La tercera vela de la corona de este domingo de Adviento tiene por así decirlo una luz especial: es el llamado domingo Gaudete, el domingo de la alegría. Alguien podría pensar que hay como una pequeña contradicción en esta espera de tensa vigilia, en oración y penitencia, que es el Adviento, y la actitud de alegría a la que se nos invita en este domingo. Pero nada más lejos de la realidad.

Si nos alegramos es por la cercanía del Redentor, porque sabemos que nuestra salvación está cerca, que el esposo llega para celebrar el desposorio con la humanidad que aguarda al Mesías, al Salvador. Toda la creación se alegra. Bien lo dice Isaías: "El desierto y el yermo se regocijarán, se alegrarán el páramo y la estepa, florecerá como flor de narciso, se alegrará con gozo y alegría”. En medio de las dificultades y de los quebraderos de cabeza somos llamados a la esperanza y a la alegría, porque Dios ha entrado dentro de nuestra historia, de nuestra vida. No podemos ser cristianos tristes y pesimistas.
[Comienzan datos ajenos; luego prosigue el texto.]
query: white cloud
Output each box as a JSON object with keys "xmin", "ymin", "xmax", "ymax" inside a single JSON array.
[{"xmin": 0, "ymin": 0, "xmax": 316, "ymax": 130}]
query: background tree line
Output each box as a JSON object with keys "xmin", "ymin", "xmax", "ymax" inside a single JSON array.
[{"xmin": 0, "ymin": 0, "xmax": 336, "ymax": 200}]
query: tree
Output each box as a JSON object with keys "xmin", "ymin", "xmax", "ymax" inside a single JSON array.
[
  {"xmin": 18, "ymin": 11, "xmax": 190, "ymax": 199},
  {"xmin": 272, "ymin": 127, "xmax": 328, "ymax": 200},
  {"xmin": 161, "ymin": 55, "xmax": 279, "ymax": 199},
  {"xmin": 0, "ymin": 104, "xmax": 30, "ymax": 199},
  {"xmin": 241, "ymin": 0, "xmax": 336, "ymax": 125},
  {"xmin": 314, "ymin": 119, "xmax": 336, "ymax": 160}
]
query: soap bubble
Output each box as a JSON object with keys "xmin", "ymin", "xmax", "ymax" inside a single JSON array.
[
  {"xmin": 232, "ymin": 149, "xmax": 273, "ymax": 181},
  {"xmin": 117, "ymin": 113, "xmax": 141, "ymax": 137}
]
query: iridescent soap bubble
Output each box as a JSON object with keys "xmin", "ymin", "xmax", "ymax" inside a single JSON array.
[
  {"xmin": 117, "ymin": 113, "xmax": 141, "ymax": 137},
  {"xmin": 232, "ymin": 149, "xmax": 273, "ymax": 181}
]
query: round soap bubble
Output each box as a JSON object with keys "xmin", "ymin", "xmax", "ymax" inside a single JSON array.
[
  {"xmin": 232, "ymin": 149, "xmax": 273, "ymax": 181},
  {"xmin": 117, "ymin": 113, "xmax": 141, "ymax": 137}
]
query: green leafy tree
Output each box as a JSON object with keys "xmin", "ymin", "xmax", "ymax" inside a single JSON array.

El universo entero se goza porque sabe cuál es la respuesta a la pregunta que Juan, el Bautista, hace a través de sus discípulos a Jesús: "¿Eres tú el que ha de venir o tenemos que esperar a otro?”. Y, en efecto, ya no hay que esperar más: Jesús es el Mesías, el Ungido de Dios, el Hijo del Dios vivo. No hay vuelta atrás en la historia. Cristo es la plena revelación y la palabra definitiva del Padre Eterno. Al integrarse en nuestra temporalidad, al hacerse uno de nosotros, ha dado cumplimiento a todas las antiguas promesas hechas por boca de los profetas. La Plenitud de los tiempos ha llegado.

La luz de la vela de este tercer domingo de Adviento nos orienta para dar testimonio cristiano con las obras y con la palabra. Nuestra fe no es una creencia desencarnada, ajena a las necesidades del hombre o a las angustias del mundo. "Los ciegos ven...; los muertos resucitan y a los pobres se les anuncia el Evangelio”, respondió Jesús a los seguidores de Juan, el Bautista. Es la alegría compartida con el que no la tiene; la misericordia hecha latido del corazón con quien busca esperanza. Es la fe que se traduce en obras y cercanía y acogida al necesitado. La luz de la vela de este domingo de la alegría es faro para construir humanidad. "Con Cristo siempre nace y renace la alegría”, dice el Papa. Arranquemos los malos deseos de nuestro corazón que carcomen la alegría que el Señor nos ha traído. Confesemos nuestro pecado "para entrar en ese río de la alegría”.